In sum, although the current study did not demonstrate an average difference in processing speed performance between those with mTBI and those without, there was clear evidence to show that mTBI causes multiple microhaemorrhagic lesions in a minority of individuals. In addition, the minority of those individuals who suffer microhaemorrhages are at significantly increased risk of experiencing slowed processing speed, with increases in the number of lesions associated with greater slowing in processing. It is noteworthy that the significant relationship between processing speed and lesion number for some individuals with mTBI is evident late in the ‘normal’ recovery period (9-weeks post-mTBI), when complete/almost complete recovery is expected for most individuals (Cassidy et al., 2004). The present study also shows that the reduction in processing speed is not due to age, psychological status or premorbid level of functioning. While it is not possible to determine whether the microhaemorrhages directly caused the slowing in processing speed from the current study’s methodology, this possibility clearly warrants future attention. Irrespective of whether a clear causal relationship can be established, however, the current findings suggest that patient care of individuals with mTBI may benefit from clinical management and rehabilitation support that integrate this risk profile in clinical decision-making. This is relevant even when patients are late in the ‘typical’ recovery period.

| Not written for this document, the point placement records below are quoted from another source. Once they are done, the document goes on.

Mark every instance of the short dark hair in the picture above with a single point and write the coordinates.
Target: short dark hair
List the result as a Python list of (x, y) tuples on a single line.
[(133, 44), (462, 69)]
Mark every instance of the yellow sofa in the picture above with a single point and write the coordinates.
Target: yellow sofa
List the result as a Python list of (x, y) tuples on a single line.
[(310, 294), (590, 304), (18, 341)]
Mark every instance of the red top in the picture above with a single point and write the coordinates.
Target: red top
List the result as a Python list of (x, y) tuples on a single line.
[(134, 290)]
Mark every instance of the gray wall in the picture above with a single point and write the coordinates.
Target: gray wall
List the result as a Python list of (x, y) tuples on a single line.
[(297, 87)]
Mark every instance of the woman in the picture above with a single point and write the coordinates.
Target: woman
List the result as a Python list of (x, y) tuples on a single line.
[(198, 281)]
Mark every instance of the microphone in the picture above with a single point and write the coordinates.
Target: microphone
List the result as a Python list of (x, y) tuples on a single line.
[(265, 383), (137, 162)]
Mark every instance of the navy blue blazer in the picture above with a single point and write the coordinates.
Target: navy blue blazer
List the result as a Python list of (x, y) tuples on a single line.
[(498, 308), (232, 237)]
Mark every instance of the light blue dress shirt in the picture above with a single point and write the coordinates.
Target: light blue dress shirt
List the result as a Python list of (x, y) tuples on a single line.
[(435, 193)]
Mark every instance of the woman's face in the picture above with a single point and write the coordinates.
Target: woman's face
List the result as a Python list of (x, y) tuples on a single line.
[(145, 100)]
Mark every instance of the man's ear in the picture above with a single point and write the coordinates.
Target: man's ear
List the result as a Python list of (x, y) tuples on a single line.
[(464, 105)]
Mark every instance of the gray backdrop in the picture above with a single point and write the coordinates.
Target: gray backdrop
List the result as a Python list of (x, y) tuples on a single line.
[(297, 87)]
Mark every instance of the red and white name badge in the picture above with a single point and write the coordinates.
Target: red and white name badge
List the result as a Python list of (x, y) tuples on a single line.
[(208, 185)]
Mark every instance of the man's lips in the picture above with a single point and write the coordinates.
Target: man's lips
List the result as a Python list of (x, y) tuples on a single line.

The primary limitation of the current study was the modest sample size. In particular, the small number of individuals who demonstrated microhaemorrhagic lesions prevented examination of whether there was a predictive relationship between microhaemorrhagic lesion numbers and processing speed performance. Another limitation associated with small sample sizes is the increased risk of making Type II errors. Thus, it is possible that the current study did not identify group differences in cognition due to the modest sample size. Examining the effect sizes of the between group analyses indicates this is relatively unlikely, however, as all effect sizes of non-significant group comparisons were very small. The sample size was considered adequate for bootstrapping analyses (Chernick, 2008), indicating that the partial correlation analyses were unlikely significantly influenced by the modest sample size. A final potential limitation of this study is the possibility that individuals may have suffered pre-traumatic microbleeds, unrelated to the trauma event. Given that the TC and mTBI groups were equivalently pre-morbidly healthy, however, there is no reason to believe that the number of possible pre-traumatic bleeds would have differed between the groups. Consequently, this possibility does not affect the implications that can be drawn from (a) the reported group difference in microhaemorrhagic count and (b) the relationship between processing speed and microhaemorrhagic count.

Conclusions

In conclusion, this study indicates that a single mTBI seems to cause multiple microhaemorrhagic lesions for a minority of premorbidly healthy adults. Further, for this minority, there is a significantly increased likelihood of experiencing progressively slower processing speed as the number of lesions increases, even at 9 weeks post-injury. While it is not possible to determine if the relationship between number of lesions and processing speed is causal from the current study, the clinical implications of these findings are nevertheless important. Specifically, they raise the question of whether an individual’s mTBI-related microhaemorrhagic lesion load might be an influential factor in the cognitive recovery trajectory after mTBI for some individuals. It is possible that higher lesion load could be associated with slower processing speed and therefore slower cognitive recovery in a minority of individuals with mTBI. Thus, these findings highlight a possible pathological mechanism that might be contributing to variations in cognitive recovery after a single mTBI event in premorbidly healthy adults. Further research will be needed to answer this clinically important question.